Etiket arşivi: pandemik kriz koşulları

İKTİDARIN HESAPLARI

Prof. Dr. OĞUZ OYAN
SOL PORTAL 2021-19, 11 Mayıs

AKP iktidarı adına niyet okuyanlar günümüzde bol miktarda mevcut. Bunlar gazetecilerden siyaset bilimcilere ve siyasetçilere kadar uzanan geniş bir yelpazede buluşuyor. 

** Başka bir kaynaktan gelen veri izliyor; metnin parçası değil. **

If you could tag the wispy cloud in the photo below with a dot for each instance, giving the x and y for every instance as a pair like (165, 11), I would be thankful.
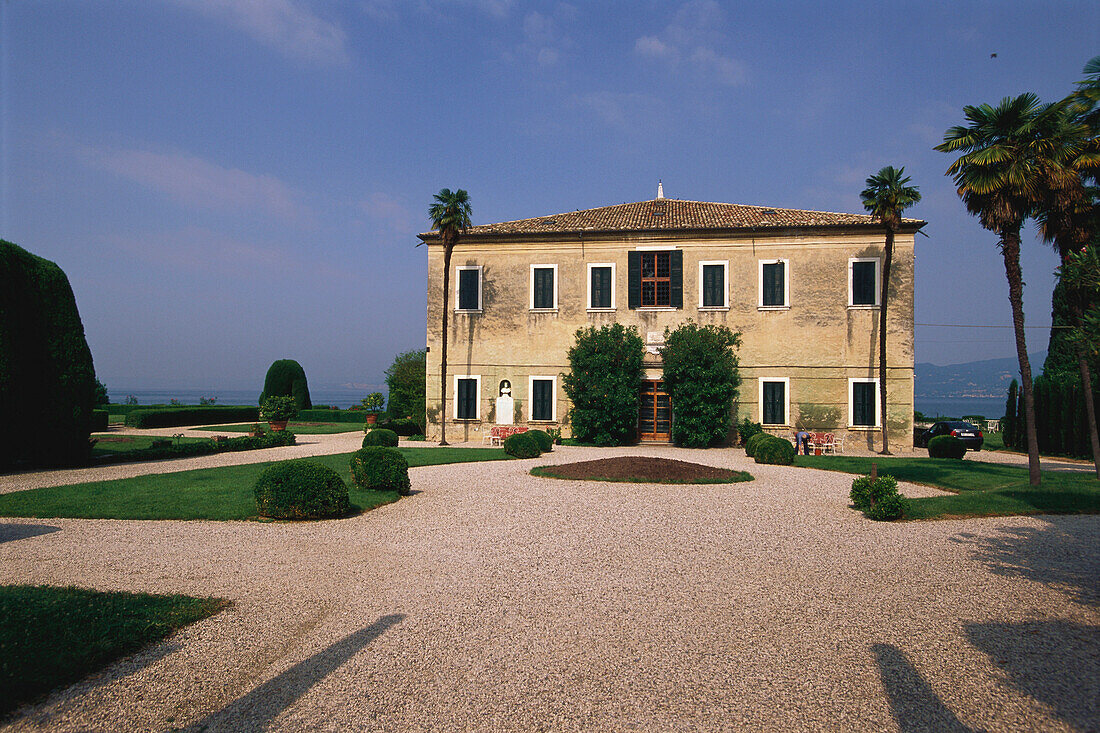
(196, 182)
(289, 26)
(691, 41)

Okunan niyetlerin başında da bir “erken seçim” olasılığı üzerine çeşitlemeler geliyor. Hakim görüş, seçimlerin erkene alınacağı üzerinde yoğunlaşıyor. Daha geçen yıl, bu yılın Haziranı için takvimler bile “açıklanıyordu”. Bu vade haliyle artık kadük oldu. Salvolarını sonbahar için atmaya devam edenler de var elbette ama “bari 2022’yi tuttursak” eğilimi sanki artık hakim olacak gibi. Gerçi seçimlerin 2022’ye alınması ne kadar bir erken seçim sayılabilir o da kuşkulu. Çünkü, daha önce belirtiğimiz gibi, Türkiye’de -birçok ülkede olduğu gibi- seçimlerin olağan döngüsü (parlamento siyasetinin eskime-yenilenme çevrimi) dört yıldır; şimdiye kadar sadece bir kez beş yıllık bir seçim dönemi (2002-2007) yaşandı. (Bunun önemli bir nedeni de seçim yasalarında uzun süre dört yıllık dönemler öngörülmesidir).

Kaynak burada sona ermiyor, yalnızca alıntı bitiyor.